Ah, technology! We love it, Happy Chin loves it. His iPad has been a very successful addition to his life. Small enough to cart around with him, but large enough to make it very difficult to lose, it now goes everywhere with him.
What a wonderful connected world we inhabit! So many possibilities are opened up. Previously these kinds of technological outcomes would only have been available to the wealthy, but I am pleased to say we are currently applying to the NDIS to have this technology included in Liam’s plan and we’re reasonably confident of success. I’ll keep you posted.
This is an absolutely mind-blowing outcome for the many people whose lives will shortly be impacted in a positive way by the national NDIS rollout. I for one feel so excited about the future as we contemplate all of the people previously inhibited by communication challenges who will now be able to lead meaningful and active lives.
To be understood by another person is one of the most basic of our human needs. How frustrating must it be to have to continually repeat yourself, or attempt to act out your meaning, and how unsurprising that so many behaviour patterns have emerged in the past for Happy Chin as he’s struggled to get the most basic point across?

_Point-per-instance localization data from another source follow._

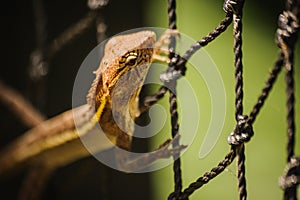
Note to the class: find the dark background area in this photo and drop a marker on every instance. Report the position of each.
(86, 178)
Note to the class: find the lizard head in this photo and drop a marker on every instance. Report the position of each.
(122, 53)
(125, 52)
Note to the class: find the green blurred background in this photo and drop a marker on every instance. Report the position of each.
(265, 153)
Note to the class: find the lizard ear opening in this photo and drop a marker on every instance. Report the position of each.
(131, 61)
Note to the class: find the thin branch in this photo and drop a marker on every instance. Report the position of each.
(20, 106)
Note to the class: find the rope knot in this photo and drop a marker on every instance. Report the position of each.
(96, 4)
(291, 177)
(233, 6)
(288, 26)
(242, 132)
(176, 70)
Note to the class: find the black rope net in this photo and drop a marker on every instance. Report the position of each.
(286, 36)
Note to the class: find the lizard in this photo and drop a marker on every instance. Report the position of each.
(55, 142)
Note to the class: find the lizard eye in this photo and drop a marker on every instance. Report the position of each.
(131, 60)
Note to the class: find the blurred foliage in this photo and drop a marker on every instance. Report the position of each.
(265, 153)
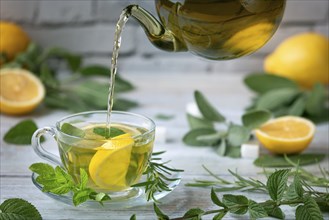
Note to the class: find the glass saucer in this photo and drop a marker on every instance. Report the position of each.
(135, 197)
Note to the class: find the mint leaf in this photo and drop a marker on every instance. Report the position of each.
(276, 98)
(237, 135)
(159, 213)
(237, 204)
(16, 208)
(262, 82)
(309, 211)
(21, 133)
(256, 210)
(194, 214)
(280, 161)
(315, 103)
(108, 132)
(215, 199)
(196, 122)
(191, 138)
(207, 110)
(253, 119)
(277, 184)
(72, 130)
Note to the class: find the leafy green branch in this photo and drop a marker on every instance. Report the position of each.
(158, 174)
(76, 92)
(228, 138)
(283, 96)
(281, 193)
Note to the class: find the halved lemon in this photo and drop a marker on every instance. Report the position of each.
(109, 166)
(20, 92)
(286, 135)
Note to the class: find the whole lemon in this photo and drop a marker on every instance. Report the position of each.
(302, 58)
(13, 39)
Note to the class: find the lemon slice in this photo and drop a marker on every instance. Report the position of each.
(286, 135)
(21, 91)
(109, 166)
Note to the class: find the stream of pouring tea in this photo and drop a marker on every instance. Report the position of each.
(116, 47)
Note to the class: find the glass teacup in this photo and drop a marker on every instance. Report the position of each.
(114, 158)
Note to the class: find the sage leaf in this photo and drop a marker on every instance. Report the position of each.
(262, 83)
(277, 184)
(280, 161)
(237, 135)
(309, 211)
(256, 210)
(16, 208)
(108, 132)
(215, 199)
(191, 138)
(194, 214)
(316, 100)
(159, 213)
(207, 110)
(276, 98)
(71, 130)
(253, 119)
(274, 211)
(21, 133)
(196, 122)
(298, 107)
(237, 204)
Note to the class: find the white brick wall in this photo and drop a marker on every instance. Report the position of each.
(87, 27)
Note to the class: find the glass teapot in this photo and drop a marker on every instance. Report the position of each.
(213, 29)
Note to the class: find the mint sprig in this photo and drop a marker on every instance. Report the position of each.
(230, 136)
(16, 208)
(58, 181)
(298, 193)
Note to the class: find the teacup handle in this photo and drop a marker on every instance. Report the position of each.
(40, 150)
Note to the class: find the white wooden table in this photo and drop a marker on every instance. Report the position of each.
(156, 93)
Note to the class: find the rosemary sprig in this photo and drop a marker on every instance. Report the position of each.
(158, 175)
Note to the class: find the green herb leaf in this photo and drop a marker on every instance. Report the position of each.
(207, 110)
(191, 138)
(72, 130)
(256, 210)
(253, 119)
(196, 122)
(280, 161)
(215, 199)
(262, 83)
(108, 132)
(159, 213)
(237, 135)
(308, 211)
(277, 184)
(237, 204)
(21, 133)
(276, 98)
(15, 208)
(316, 100)
(194, 214)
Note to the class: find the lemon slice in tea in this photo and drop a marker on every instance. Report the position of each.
(109, 166)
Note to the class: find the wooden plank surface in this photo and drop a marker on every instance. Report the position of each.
(157, 94)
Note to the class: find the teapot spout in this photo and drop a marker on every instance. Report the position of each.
(158, 35)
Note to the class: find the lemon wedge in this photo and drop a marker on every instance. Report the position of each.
(109, 166)
(286, 135)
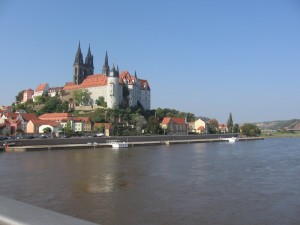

I remember the Tutenhat years with great clarity. For about 3 years Tutenhat was one of Liam’s key utterances. We tried and tried to understand. So did his grandparents, aunties, cousins, carers and volunteers. We could not get him to give us any more information other than ‘Tutenhat’ repeated over and over. It was absolutely mystifying.
Then one day Baby Lamington, Happy Chin, Toddler Tech Support and I were watching an episode of Bananas in Pyjamas. Morgan (one of the Teddy Bears) was preparing pumpkin soup and wearing…wait for it…a cooking hat! ‘Tutenhat’ turned out to be a white chef’s hat! Luckily we had one in the dress up box and spent the rest of the afternoon sailing round the house clutching wooden spoons and shouting ‘Tutenhat!’
The relief at having finally discovered the meaning of the word was so great that when Mr
August arrived home from work, I raced to the front door wearing the hat in question and shouted ‘Tutenhat! Tutenhat!” at the top of my voice while dancing on the spot.
He looked at me like I’d completely lost my mind (a highly possible outcome when one spends all day at home with two small children and a baby), then happily joined in the general celebration.
Another frustrating communication roadblock was ‘Ask.’
‘If you want something, you have to ask,’ we told Happy Chin.
So he wanted something. And would come into the kitchen.
‘Ask,’ he would say.
‘What are you asking for?’
“Yes, but you have to tell me what it is you’re asking for.’
Happy Chin is blessed in that he is able to satisfy many of his own needs. He can get his own drink or snack, go to the toilet, move about the house, communicate fairly well.
For those with more complex needs, technology could prove an absolute godsend. Imagine not being able to scratch your own nose, tell someone you were thirsty, even express the need for a hug or kiss from someone you loved?
I heard a story recently about a young man who had been involved in an accident and sustained injuries which led to quadriplegia. He had a new iPad and his younger brother was asked for his thoughts on what should be included to help facilitate ease of communication for his older brother, who was unable to speak.
The boy thought for a minute.
‘My nappy’s giving me a wedgie,’ he offered decisively.
Now that’s the sort of thing you really want to be able to tell someone!